Not an automotive developer but I've done quite a bit of embedded stuff that was placed in/on various items including cars. Yes, it is that tight. You're in a sealed container under the hood of a car, the ambient temperatures can be quite high and you're not going to be able to dump any of the heat you generate outside of the box you're in other than through conduction. Those boxes are typically made of ABS so conduction will be terrible.

Of course you could re-design the enclosures, have a heatsink mount point on the outside (some expensive trickery required to do that without breaking the sealed environment), or even an air duct that would allow you to use a fan (but fans tend to fail).

So I can totally see why the constraint on power consumption for such an embedded system would be so drastic.

revelation · on Jan 9, 2016

Notice that the reason the code is data driven to this extent is simply because it has been automatically generated from Matlab Simulink models.

Massively popular in the car industry and it will produce code exactly like this as there is very little control flow in Simulink.

(There is of course control flow, but really only in the basic elements of blocks you are composing, like a switch or a minmax block. Here is a good example of a Simulink model:

http://de.mathworks.com/help/simulink/examples/engine-timing...)

_0ffh · on Jan 9, 2016

I think "data driven" is meant in how all software modules are running in a kind of quasi-parallel mode: They read a bunch of "current" values, work on them, output a bunch of "next" values. Rinse and repeat.

Modern ECU software has lots of physical models in there. (I worked on a few.) Just using a few LUTs hasn't been cutting it for quite some time.

Washuu · on Jan 9, 2016

Back in the 1990s using almost exclusively LUTs made sense due to less processing power. The Chrysler JTEC PCM has three Motorola 68HC microcontrollers working in tandem. One for fuel, one for ignition, and one that ties it all back together with other sensors.

jacquesm · on Jan 9, 2016

The other reason is to make the device work in a deterministic manner.

TeMPOraL · on Jan 9, 2016

And in general, not recomputing things that should not be recomputed sounds like very good engineering to me. In the wider software world, we're way too eager to waste computational resources on pointless things.

snyderize · on Jan 9, 2016

This seems to be about engines that use diesel exhaust fluid (lots of references to AdBlue), not the 2.0 L TDIs that are part of the emissions scandal

kinofcain · on Jan 9, 2016

There was a separate issue with the 3.0L TDIs (which do use AdBlue) that VW had not informed the regulators of certain modes that the engine could enter due to temperature. This looks like that issue.

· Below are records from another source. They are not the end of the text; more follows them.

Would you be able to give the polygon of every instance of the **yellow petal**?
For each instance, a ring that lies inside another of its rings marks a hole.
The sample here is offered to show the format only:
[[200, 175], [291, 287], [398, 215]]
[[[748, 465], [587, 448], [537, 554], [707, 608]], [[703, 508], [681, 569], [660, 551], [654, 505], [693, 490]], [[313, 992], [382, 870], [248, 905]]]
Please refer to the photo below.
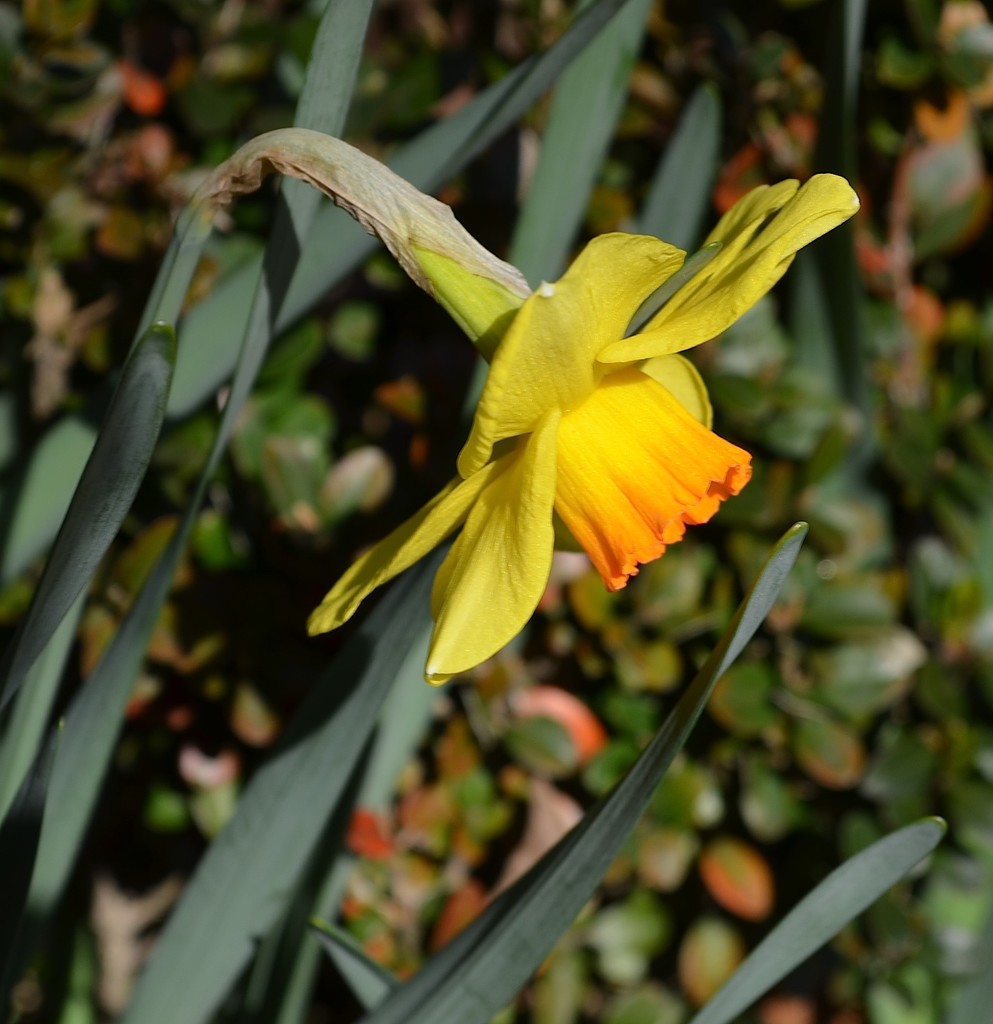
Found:
[[469, 336], [487, 361], [526, 297], [501, 282], [480, 276], [459, 260], [416, 249], [417, 260], [431, 281], [435, 299]]
[[[600, 361], [632, 362], [717, 337], [779, 281], [798, 250], [858, 208], [852, 186], [834, 174], [817, 174], [798, 189], [793, 181], [754, 189], [707, 239], [722, 242], [721, 252], [641, 333], [610, 345], [600, 353]], [[775, 216], [767, 222], [770, 214]]]
[[459, 472], [476, 472], [498, 441], [529, 433], [548, 410], [582, 401], [600, 377], [597, 353], [685, 255], [645, 234], [601, 234], [559, 281], [541, 285], [496, 349]]
[[435, 577], [430, 683], [491, 657], [541, 600], [552, 567], [558, 421], [556, 411], [549, 413], [513, 454], [483, 470], [486, 485]]
[[311, 636], [337, 629], [377, 587], [439, 545], [465, 518], [486, 485], [490, 468], [470, 480], [455, 479], [419, 512], [349, 566], [307, 621]]
[[699, 371], [689, 359], [682, 355], [656, 355], [638, 369], [666, 388], [697, 423], [710, 429], [714, 423], [710, 396]]
[[[280, 128], [246, 142], [211, 173], [195, 203], [221, 206], [233, 196], [254, 191], [270, 171], [300, 178], [329, 196], [382, 240], [415, 284], [431, 295], [436, 294], [434, 282], [419, 253], [446, 257], [467, 276], [492, 282], [521, 300], [530, 293], [520, 270], [481, 246], [444, 203], [425, 196], [360, 150], [308, 128]], [[441, 301], [448, 308], [458, 305], [458, 299], [449, 290]], [[472, 296], [467, 299], [471, 303]]]
[[706, 522], [751, 476], [750, 457], [698, 423], [633, 367], [562, 417], [555, 509], [618, 590]]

"Audi also shed light on the Auxiliary Emission Control Devices (AECDs) which the EPA had earlier labeled "defeat devices," confirming that the tech was part of a "warmup strategy" for the catalyst in the 3-liter emissions control system, and was thus completely different from the emissions-cheating software found in the 2.0-liter VW engines."

http://autoweek.com/article/vw-diesel-scandal/audi-develops-...

ygra · on Jan 9, 2016

The ECU he looked at was from his own car, which does use DEF, but also was affected by the recall that reprogrammed it, so it had the affected engine. While many of the affected cars didn't use DEF, some did. And since he could tinker and test with his own car, that's what he looked at.

snyderize · on Jan 9, 2016

OK, I thought his was something new. Seems like the fix for these is easy -- just use the normal dosing regime for the AdBlue and everything should be fine. I'm more interested in what happens with the cars like mine that don't use the fluid, and what the performance and mileage trade offs were to get under emissions targets.

rurban · on Jan 9, 2016

It was a Bosch ECU, not a VW ECU. VW (via Audi) just provides the a2l parametrization for the ECU.